In data-intensive applications support issues are often caused by data anomalies rather than code-based bugs. A support team typically needs visibility over the data that contributes to any particular problem. This is difficult when the data is only available in an abstract form and requires processing by some recursive logic before it is used by an application. Unless careful consideration is given to the visibility of data then support incidents can be very difficult to unwind.
A fix for a support incident might also require a change to data. This is not straightforward for an event store as committed events are supposed to be immutable. You can issue a new event that corrects the data, but this will only correct future calculations. Any calculations from a previous point will continue to include the bad data.
Handling schema change
If making changes to data is difficult, then changes to the structure of data represent a different can of worms. Events may be immutable, but the structure of future events may change. You are left with a choice between updating all the existing events or handling multiple schemas in your code.
This is a straightforward problem to solve for a relational database, as you can change the entire structure through an update and migration script. To do this in an event store you will need to adjust each event in turn which can take some time over millions of records. It also rather flies in the face of the idea of immutable events.
If you want to preserve the immutability of events, you will be forced to maintain processing logic that can handle every version of the event schema. Over time this can give rise to some extremely complicated programming logic.
Dealing with complex, real world domains
Creeping complexity is a common theme in event sourced systems. Simple domains that are defined by a small number of events can be easy enough to manage, but once you start aggregating multiple event streams then the processing logic needed to hydrate state can quickly become quite onerous.
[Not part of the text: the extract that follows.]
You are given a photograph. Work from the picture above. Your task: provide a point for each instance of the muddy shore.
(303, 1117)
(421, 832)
Although event stores are supposed to provide a system-wide source of truth, it's worth pointing out that applications don't have to interact with the raw stuff of events. Many event sourcing systems expose derived state to consuming applications, maintaining a separation between a working copy of data and the underlying event store. CQRS (command query responsibility separation) is often used in this context, providing a more formal separation between query logic and event persistence.
This separation can help event sourced systems to manage growing complexity. New read-only models can be created from the immutable, single source of truth just by replaying events in a different way. Despite this, a difficulty remains in terms of working out how best to expose these working copies or query stores so the data is timely and relevant.
The problem of explanation fatigue
Perhaps one of the biggest challenges with an event store is the constant need to explain it.
Event stores are an abstract idea that some people really struggle with. They come with a high level of “explanation tax” that has to be paid every time somebody new joins a project. This could be a sign that you are trying to implement an architectural thought experiment rather than a viable processing architecture.
Besides, event stores are only really suitable for domains that are simple, well-understood and tend not to change over time. Doesn't this rule them out of most real world scenarios?